[email protected] wrote in message news:<
[email protected]>...
> Darryl Mataya writes:
>
> > I'm looking for Delta brakes instruction sheet (late model). All these years of looking for NOS
> > brakes paid off, but I've never actually installed a pair. If you have an actual booklet, I'm
> > willing to purchase, but a photocopy or other resource would be helpful too. Yes, I'm sure I
> > could figure it out, but I always collect the written materials if possible.
>
> I'm not sure what it is you want to find in an instruction sheet. Just take the brake apart, clean
> and grease the mechanism. There isn't much to it but the parts are small as you can see from the
> pictures at:
>
>
http://www.campyonly.com/roadtests/delta.html
>
> You might also fine interesting the discourse that went on here a few years ago:
>
>
http://yarchive.net/bike/brake_leverage.html http://yarchive.net/car/porsche_vw_beetle.html
>
> Jobst Brandt
[email protected] Palo Alto CA
Jobst,
Thank you for the links. I had read some of those Delta discussions at the time.

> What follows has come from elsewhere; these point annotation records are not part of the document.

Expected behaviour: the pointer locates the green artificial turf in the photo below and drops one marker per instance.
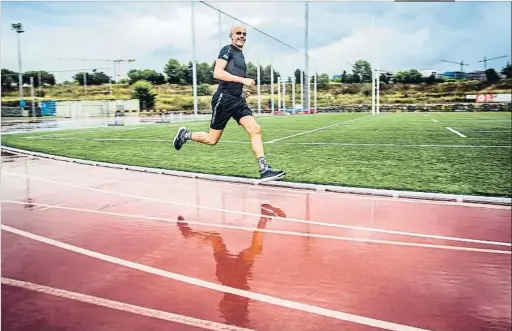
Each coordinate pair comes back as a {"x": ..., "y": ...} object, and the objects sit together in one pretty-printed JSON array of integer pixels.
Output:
[{"x": 356, "y": 150}]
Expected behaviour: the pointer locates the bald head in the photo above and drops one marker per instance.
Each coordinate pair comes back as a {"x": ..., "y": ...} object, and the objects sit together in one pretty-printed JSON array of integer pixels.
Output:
[{"x": 237, "y": 35}]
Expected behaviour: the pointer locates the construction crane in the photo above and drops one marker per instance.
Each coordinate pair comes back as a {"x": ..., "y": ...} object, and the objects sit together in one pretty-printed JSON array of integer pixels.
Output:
[
  {"x": 115, "y": 62},
  {"x": 461, "y": 63},
  {"x": 494, "y": 58}
]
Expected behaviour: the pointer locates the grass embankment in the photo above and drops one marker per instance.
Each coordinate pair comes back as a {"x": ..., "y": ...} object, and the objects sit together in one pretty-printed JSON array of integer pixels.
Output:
[
  {"x": 374, "y": 151},
  {"x": 178, "y": 98}
]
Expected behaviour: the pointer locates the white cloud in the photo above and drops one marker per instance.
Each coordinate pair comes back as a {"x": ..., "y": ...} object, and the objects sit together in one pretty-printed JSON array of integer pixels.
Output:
[{"x": 154, "y": 32}]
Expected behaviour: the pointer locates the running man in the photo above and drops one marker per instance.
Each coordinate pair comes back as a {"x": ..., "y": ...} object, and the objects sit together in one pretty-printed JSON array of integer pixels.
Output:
[{"x": 229, "y": 101}]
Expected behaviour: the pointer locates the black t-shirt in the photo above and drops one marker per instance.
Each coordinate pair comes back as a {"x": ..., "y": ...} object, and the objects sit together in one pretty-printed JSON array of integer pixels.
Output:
[{"x": 236, "y": 66}]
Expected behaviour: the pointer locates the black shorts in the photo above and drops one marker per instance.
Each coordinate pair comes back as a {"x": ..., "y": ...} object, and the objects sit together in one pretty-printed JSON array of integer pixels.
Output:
[{"x": 225, "y": 106}]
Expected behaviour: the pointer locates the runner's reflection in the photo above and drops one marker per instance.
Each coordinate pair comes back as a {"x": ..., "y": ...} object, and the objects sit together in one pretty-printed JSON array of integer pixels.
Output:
[{"x": 234, "y": 270}]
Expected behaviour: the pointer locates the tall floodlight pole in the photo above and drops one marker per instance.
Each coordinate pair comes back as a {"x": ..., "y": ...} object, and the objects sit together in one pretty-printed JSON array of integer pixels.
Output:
[
  {"x": 315, "y": 84},
  {"x": 293, "y": 93},
  {"x": 220, "y": 31},
  {"x": 278, "y": 93},
  {"x": 374, "y": 73},
  {"x": 194, "y": 69},
  {"x": 302, "y": 89},
  {"x": 306, "y": 59},
  {"x": 284, "y": 94},
  {"x": 272, "y": 88},
  {"x": 32, "y": 96},
  {"x": 18, "y": 28},
  {"x": 377, "y": 78},
  {"x": 259, "y": 87}
]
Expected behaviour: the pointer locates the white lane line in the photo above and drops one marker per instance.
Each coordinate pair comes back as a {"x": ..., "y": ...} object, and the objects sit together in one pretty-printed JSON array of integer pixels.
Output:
[
  {"x": 292, "y": 192},
  {"x": 286, "y": 219},
  {"x": 50, "y": 206},
  {"x": 456, "y": 132},
  {"x": 94, "y": 300},
  {"x": 317, "y": 129},
  {"x": 392, "y": 145},
  {"x": 280, "y": 232},
  {"x": 217, "y": 287}
]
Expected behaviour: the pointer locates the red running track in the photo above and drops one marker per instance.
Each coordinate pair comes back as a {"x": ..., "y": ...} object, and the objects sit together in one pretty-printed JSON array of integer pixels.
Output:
[{"x": 121, "y": 250}]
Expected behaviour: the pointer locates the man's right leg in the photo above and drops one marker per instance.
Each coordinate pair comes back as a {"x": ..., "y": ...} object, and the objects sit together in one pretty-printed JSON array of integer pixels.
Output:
[{"x": 220, "y": 118}]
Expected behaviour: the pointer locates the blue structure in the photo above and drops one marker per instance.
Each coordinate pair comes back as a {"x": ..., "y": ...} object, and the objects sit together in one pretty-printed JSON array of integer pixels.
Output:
[
  {"x": 454, "y": 75},
  {"x": 48, "y": 108}
]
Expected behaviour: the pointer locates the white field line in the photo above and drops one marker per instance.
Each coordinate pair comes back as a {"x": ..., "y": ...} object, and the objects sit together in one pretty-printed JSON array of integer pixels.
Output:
[
  {"x": 317, "y": 129},
  {"x": 119, "y": 139},
  {"x": 280, "y": 232},
  {"x": 456, "y": 132},
  {"x": 287, "y": 143},
  {"x": 393, "y": 145},
  {"x": 217, "y": 287},
  {"x": 138, "y": 310},
  {"x": 285, "y": 219},
  {"x": 490, "y": 131}
]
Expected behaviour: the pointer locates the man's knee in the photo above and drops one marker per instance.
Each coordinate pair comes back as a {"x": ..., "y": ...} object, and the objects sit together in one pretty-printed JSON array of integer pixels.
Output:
[
  {"x": 212, "y": 141},
  {"x": 213, "y": 137},
  {"x": 253, "y": 128}
]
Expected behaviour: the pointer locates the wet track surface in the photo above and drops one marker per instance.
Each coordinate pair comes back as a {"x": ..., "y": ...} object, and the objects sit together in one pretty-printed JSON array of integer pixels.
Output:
[{"x": 104, "y": 246}]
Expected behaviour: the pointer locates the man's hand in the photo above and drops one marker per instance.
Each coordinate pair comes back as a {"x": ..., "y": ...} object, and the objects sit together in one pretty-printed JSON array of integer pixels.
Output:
[{"x": 248, "y": 81}]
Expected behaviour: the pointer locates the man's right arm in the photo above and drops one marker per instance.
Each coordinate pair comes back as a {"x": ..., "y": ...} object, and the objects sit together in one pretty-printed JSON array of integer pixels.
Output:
[{"x": 221, "y": 63}]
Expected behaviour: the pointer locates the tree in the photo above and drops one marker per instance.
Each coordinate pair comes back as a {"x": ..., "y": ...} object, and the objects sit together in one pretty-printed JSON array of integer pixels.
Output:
[
  {"x": 204, "y": 73},
  {"x": 344, "y": 78},
  {"x": 384, "y": 78},
  {"x": 363, "y": 69},
  {"x": 149, "y": 75},
  {"x": 323, "y": 80},
  {"x": 143, "y": 90},
  {"x": 252, "y": 71},
  {"x": 175, "y": 71},
  {"x": 430, "y": 80},
  {"x": 46, "y": 78},
  {"x": 9, "y": 78},
  {"x": 492, "y": 76},
  {"x": 412, "y": 76}
]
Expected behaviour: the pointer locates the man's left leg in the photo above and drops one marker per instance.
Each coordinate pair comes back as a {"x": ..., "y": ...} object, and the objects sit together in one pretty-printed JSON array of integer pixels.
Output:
[{"x": 245, "y": 119}]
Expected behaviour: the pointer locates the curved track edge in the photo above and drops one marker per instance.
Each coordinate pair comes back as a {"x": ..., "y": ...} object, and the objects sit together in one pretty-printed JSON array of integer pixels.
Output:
[{"x": 283, "y": 184}]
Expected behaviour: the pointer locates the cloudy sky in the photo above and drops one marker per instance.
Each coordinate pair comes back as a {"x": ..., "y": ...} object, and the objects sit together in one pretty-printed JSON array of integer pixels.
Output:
[{"x": 406, "y": 35}]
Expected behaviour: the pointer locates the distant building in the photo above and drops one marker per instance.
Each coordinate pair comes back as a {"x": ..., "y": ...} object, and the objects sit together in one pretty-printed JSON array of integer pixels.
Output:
[
  {"x": 477, "y": 75},
  {"x": 428, "y": 73},
  {"x": 458, "y": 75}
]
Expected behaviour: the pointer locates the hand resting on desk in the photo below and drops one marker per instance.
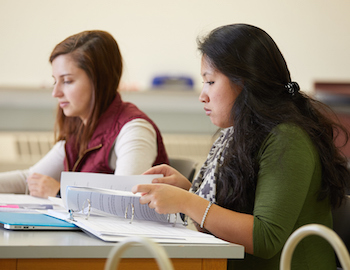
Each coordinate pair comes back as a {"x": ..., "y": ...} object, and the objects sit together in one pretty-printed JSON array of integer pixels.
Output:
[{"x": 42, "y": 185}]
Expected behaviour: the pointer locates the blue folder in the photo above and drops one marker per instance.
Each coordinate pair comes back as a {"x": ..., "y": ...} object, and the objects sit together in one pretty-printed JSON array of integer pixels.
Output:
[{"x": 33, "y": 221}]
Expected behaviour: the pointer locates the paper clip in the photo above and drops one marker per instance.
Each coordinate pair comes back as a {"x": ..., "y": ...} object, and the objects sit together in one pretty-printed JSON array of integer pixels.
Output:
[
  {"x": 132, "y": 212},
  {"x": 71, "y": 215},
  {"x": 168, "y": 218},
  {"x": 87, "y": 214}
]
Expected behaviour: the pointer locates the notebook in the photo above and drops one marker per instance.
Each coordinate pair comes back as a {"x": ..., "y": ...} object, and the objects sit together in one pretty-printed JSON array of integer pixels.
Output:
[{"x": 33, "y": 221}]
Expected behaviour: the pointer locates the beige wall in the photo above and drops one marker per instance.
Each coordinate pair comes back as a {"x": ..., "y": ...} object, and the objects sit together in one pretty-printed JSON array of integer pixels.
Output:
[{"x": 158, "y": 36}]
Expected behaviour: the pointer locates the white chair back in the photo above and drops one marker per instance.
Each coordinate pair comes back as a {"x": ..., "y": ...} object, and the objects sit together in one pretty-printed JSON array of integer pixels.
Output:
[
  {"x": 156, "y": 250},
  {"x": 314, "y": 229}
]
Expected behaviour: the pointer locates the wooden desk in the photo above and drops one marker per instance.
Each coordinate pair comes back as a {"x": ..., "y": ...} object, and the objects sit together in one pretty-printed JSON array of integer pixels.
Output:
[{"x": 76, "y": 250}]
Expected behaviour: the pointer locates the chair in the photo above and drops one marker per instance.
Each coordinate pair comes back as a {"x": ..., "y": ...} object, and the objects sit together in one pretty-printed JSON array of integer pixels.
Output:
[
  {"x": 156, "y": 250},
  {"x": 314, "y": 229},
  {"x": 341, "y": 222},
  {"x": 187, "y": 167}
]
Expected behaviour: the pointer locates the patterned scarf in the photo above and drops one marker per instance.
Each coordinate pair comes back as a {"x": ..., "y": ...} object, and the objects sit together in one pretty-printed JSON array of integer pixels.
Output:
[{"x": 204, "y": 184}]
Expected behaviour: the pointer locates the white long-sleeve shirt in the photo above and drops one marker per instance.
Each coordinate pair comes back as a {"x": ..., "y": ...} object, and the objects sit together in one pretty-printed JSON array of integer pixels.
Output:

The VW/Porsche
thread is very useful (and I'm not done reading yet). This is precisely why I also like to collect
written material that accompanies notorious technology. My Delta's will be mounted for display on a
bike with contemporary relics of the C-Record era (high-flange hubs, semi-aero rims, "aero" seat
post). In another 10 years it will be quite instructive for any student of design, technology,
and/or equipment marketing to study this machine and determine what the goals and affects were. I
think it will look beautiful and silly at the same time. But then again I think a bicycle frame made
from titanium merged with carbon looks particularly silly today.